Atrios, via the courageous folks at ThinkProgress, gives us the text of today's State of the Union before it has even been given. This affords us two advantages: being able to provide preemptive rebuttals, and more importantly for the sake of my fragile sanity, being able to avoid having to listen to Bush's whiny voice or see his insufferable smirk.

As is to be expected, the speech is a total mess: full of lies, totally substance-free promises and disingenuous displays of "bipartisanship". Bush is a genius in very few ways, but he does possess a genius for peddling dishonest and manipulative horseshit. Just about every single sentence in the speech is objectionable in some way, when considered closely. The sheer density of the horseshit is astonishing.

To demonstrate this, I'm going to talk about a passage taken almost at random. In doing so, I'll barely be scratching the surface, but I just don't have the energy to do more right now.

The following passage comes from Bush's obligatory description of the Dire Terrorist Threat To Our Very Existence:

Listen to this warning from the late terrorist Zarqawi: “We will sacrifice our blood and bodies to put an end to your dreams, and what is coming is even worse.” And Osama bin Laden declared: “Death is better than living on this Earth with the unbelievers among us.”

These men are not given to idle words, and they are just one camp in the Islamist radical movement. In recent times, it has also become clear that we face an escalating danger from Shia extremists who are just as hostile to America, and are also determined to dominate the Middle East. Many are known to take direction from the regime in Iran, which is funding and arming terrorists like Hezbollah — a group second only to al Qaeda in the American lives it has taken.

The Shia and Sunni extremists are different faces of the same totalitarian threat. But whatever slogans they chant, when they slaughter the innocent, they have the same wicked purposes. They want to kill Americans … kill democracy in the Middle East … and gain the weapons to kill on an even more horrific scale.

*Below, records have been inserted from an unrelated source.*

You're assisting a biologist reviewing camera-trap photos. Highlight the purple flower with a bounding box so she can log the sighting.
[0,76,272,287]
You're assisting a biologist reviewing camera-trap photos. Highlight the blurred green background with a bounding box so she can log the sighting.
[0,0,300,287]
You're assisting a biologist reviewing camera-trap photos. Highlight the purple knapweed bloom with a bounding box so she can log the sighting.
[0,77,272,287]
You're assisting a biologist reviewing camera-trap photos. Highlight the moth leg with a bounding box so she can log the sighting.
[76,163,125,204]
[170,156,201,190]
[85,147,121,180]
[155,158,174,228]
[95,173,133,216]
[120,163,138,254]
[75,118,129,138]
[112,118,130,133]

In the 6th year since our Nation was attacked, I wish I could report to you that the dangers have ended. They have not.
Even in this tiny passage, there are at least three major objectionable elements:

--"These men are not given to idle words." Wait just a second. These are terrorist leaders. Bush expects us to take the word of terrorist leaders about the extent of the threat they pose? I have to wonder sometimes whether Bush himself doesn't understand terrorism or whether he expects that the rest of us don't. I feel almost like a preschool teacher explaining this, but apparently it's necessary: terrorism is about inspiring terror. One of the best ways to inspire terror is to make your enemies think that you are more powerful than you really are, and that your capacity to cause them harm is greater than it really is. Zarqawi and bin Laden not only are given to idle words, but have an indisputable incentive to dole them out; it's part of their strategy, and part of the strategy of all terrorists as such. This is not, of course, to say that al Qaeda's leaders don't want to be a genuine existential threat to America (and all non-Sunnis worldwide), but what they want is irrelevant: what matters is what they can actually do, which is very limited.

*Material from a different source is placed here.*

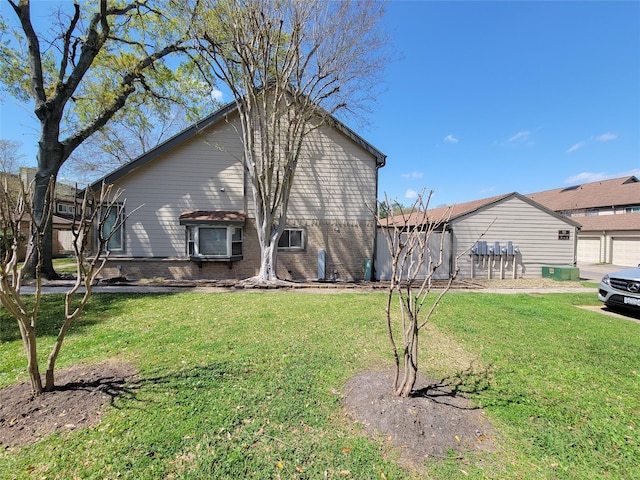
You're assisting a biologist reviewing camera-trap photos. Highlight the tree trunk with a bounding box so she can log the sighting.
[25,139,64,280]
[257,236,278,282]
[21,326,43,395]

--The Shia and Sunni extremists are different faces of the same totalitarian threat. This is just absurd. I suppose you could say, bending language a bit, that the extremists of both sects are "totalitarians", in the sense that any theocrats are totalitarians--although by that standard you'd have to include the American religious right as well. It's just ridiculous to say that they constitute one threat, however. The warring sects in Iraq have utterly unrelated motives and goals. To suppose that they are somehow the same simply because they sometimes use similar tactics and "slaughter the innocent" is absurd unless you believe, as I suppose Bush probably does, in some Unified Evil Field Theory, according to which all evil everywhere is really just a single phenomenon (Satan?). Even as theology, this has some pretty serious problems. As foreign policy, it's childish at best. This sort of attitude, and the resulting near-total ignorance of the deep, abiding and ancient sectarian conflict in Islam that pervades our political and military classes, has led to some of our worst mistakes in Iraq, and will surely lead to more and worse if Bush has his way.

(I'm not even going to go into the implied Iran warmongering embedded here. It's too big of a subject, and too well discussed elsewhere already.)

--I wish I could report to you that the dangers have ended. No, really, you don't, and we've all (well, all of us who aren't comatose) figured this game out by now. You wish you had more concrete dangers to report that would scare us back into your arms. Your administration has relentlessly hyped even the most unlikely terrorist threat for the past several years, and we're all sick of it. It's gone past even calling "wolf!" It's turned into a bad joke. Please stop.

The whole speech is like this. In fact, much of it is worse. I feel tainted just reading it.